U.S. Treasury Department Revises Travel Regulations To Cuba Ahead of President Obama’s Historic trip

Americans have been known to have a long-standing infatuation with the unattainable. Cuba — Havana, specifically — has long been atop our list of prohibited desires.

The fantasy of an exotic paradise that’s bathed in golden rum and occupied by the exclusive aroma of its famed cigars; its people — much like its buildings — painted in vibrant personalities.

For decades, Americans have been shut out from the Cuban country due to its Communist regime. In that time, the depths of Cuba’s culture have been explored and romanticized by Hollywood, leaving Americans in awe and with a thirst that only a few glasses of rum can attempt to quench, until now.

On Tuesday, the U.S. Treasury Department announced its decision to loosen its grip on the restrictions it has on the communist island nation, making it easier for Americans to travel to the nation, along with improving our country’s relationship with Cuba and its people.

Prior to the announcement, American travelers were afforded the opportunity to visit Cuba solely in groups that were in line with and approved by U.S. government regulations.
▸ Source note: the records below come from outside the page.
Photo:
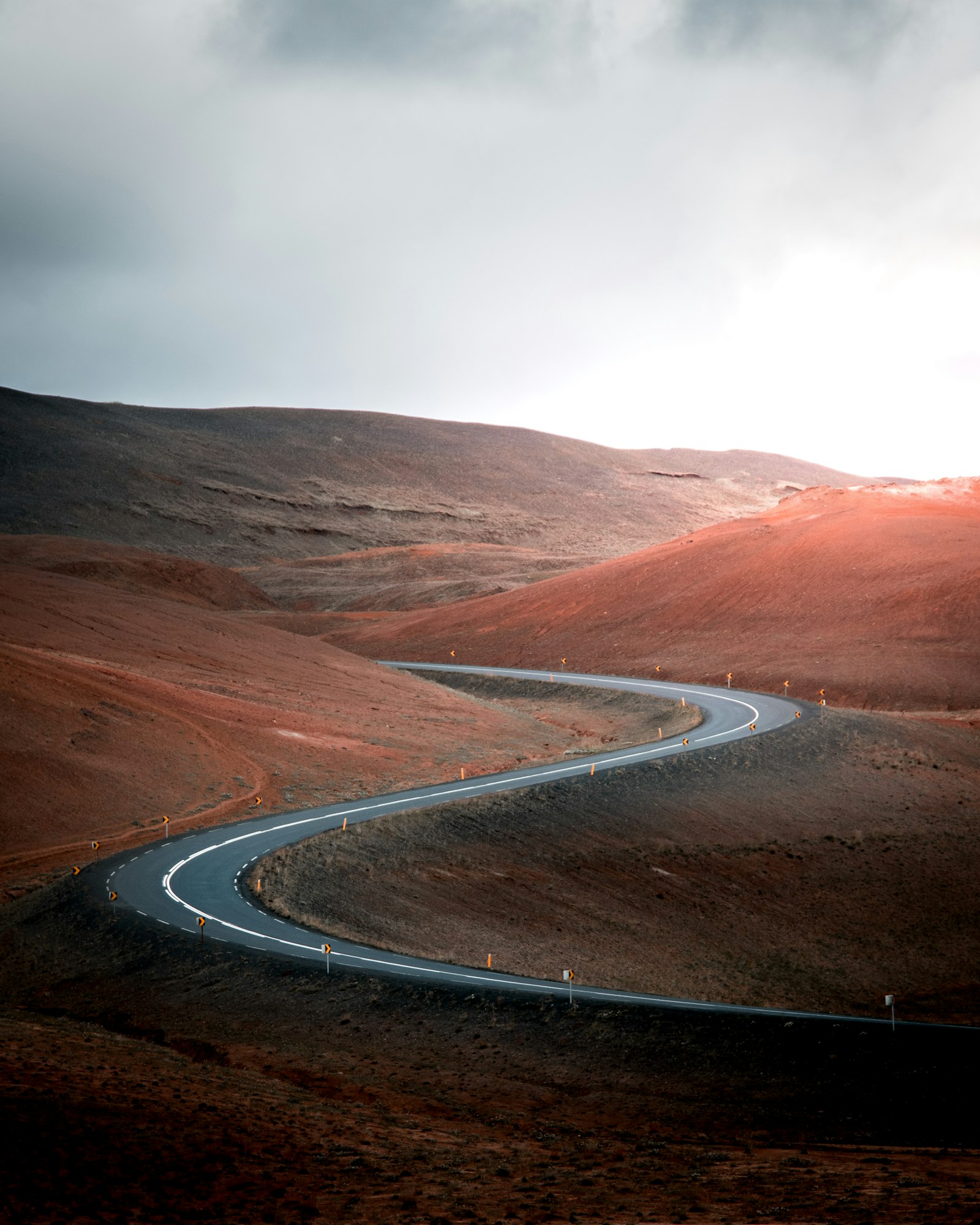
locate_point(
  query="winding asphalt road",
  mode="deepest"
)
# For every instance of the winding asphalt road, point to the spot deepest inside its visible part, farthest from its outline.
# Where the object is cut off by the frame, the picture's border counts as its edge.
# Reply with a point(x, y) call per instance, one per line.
point(200, 875)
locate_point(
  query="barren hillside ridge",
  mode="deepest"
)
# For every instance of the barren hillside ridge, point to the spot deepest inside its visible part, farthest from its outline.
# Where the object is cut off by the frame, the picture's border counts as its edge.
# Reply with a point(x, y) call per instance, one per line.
point(119, 709)
point(870, 594)
point(253, 486)
point(137, 571)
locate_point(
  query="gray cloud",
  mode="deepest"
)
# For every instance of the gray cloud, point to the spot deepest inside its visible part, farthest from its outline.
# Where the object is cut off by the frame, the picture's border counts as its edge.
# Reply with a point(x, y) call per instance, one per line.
point(58, 217)
point(443, 37)
point(364, 205)
point(845, 31)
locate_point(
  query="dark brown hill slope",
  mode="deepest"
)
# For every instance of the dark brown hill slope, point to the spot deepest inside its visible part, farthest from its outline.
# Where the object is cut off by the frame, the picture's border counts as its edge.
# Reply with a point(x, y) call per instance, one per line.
point(137, 571)
point(872, 594)
point(248, 486)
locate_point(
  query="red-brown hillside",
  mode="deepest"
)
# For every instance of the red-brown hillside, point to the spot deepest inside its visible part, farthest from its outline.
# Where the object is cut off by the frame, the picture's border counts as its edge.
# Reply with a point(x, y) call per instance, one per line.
point(118, 709)
point(137, 571)
point(873, 594)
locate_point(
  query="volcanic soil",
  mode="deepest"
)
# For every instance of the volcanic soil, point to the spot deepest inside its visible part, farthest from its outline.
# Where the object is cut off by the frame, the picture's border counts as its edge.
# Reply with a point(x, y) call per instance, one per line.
point(872, 594)
point(413, 576)
point(119, 709)
point(146, 1077)
point(255, 486)
point(819, 869)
The amended regulations, however, now offer U.S. travelers a much more lenient route to exploring the once forbidden paradise and its people.

Travelers can now embark individually by using the trip down south as an educational tour that includes a full schedule of educational activities focused on enhancing contact with the Cuban people, along with supporting civil society in Cuba. So long as they document these activities, travelers will not require special permission from the United States government to go and come as they please to the island.

According to the press release issued by the Treasury Department, the amendment is meant to make educational travel to Cuba more accessible and affordable for U.S. citizens while encouraging direct engagement between Cubans and Americans.

The news comes just days before President Obama and First Lady Michelle Obama take a three-day trip to the nation. Obama will be the first sitting President to visit Cuba since Calvin Coolidge’s visit in 1928.

U.S. President Barack Obama (R) and President Raul Castro (L) of Cuba shake hands during a bilateral meeting at the United Nations Headquarters on September 29, 2015 in New York City. Castro and Obama are in New York City to attend the 70th anniversary general assembly meetings. (Photo by Anthony Behar-Pool/Getty Images)
U.S. President Barack Obama (R) and President Raul Castro (L) of Cuba (Photo by Anthony Behar-Pool/Getty Images)

While many believe the trip to be a symbol of respect and hope for future progress in relations between the two nations, a push by Americans and Cuban officials has led to an agreement on a series of deals before President Obama’s visit.

Along with the revised travel regulations, a deal has been agreed upon that will allow Cuban citizens to earn a salary in the United States, along with providing an avenue that makes it easier for Cubans to use dollars in financial transactions with American banks.

Both financial deals play a pivotal role for Cuban baseball players, who aspire to play in the Major Leagues without having to defect from their country first. It is something many had hoped would come to fruition with the news of Obama attending the match between the MLB’s Tampa Bay Rays and the Cuban National team in Havana on March 22.

Treasury Secretary Jack Lew has since labeled the recent regulation revisions as a way to empower the Cuban nation.

“We continue to break down economic barriers, empower the Cuban people and advance their financial freedom,”

The Treasury Department also noted that the two countries would resume postal service on Wednesday (3/17) after five decades of interrupted service due in part to the United States’ attempt to isolate the Fidel Castro-led government.

So, while Americans might not be able to dive into the exotic fantasy of rum and cigars just yet, the amendments announced Tuesday offer American citizens an even better opportunity to invest and educate themselves on the people and culture behind the iconic island.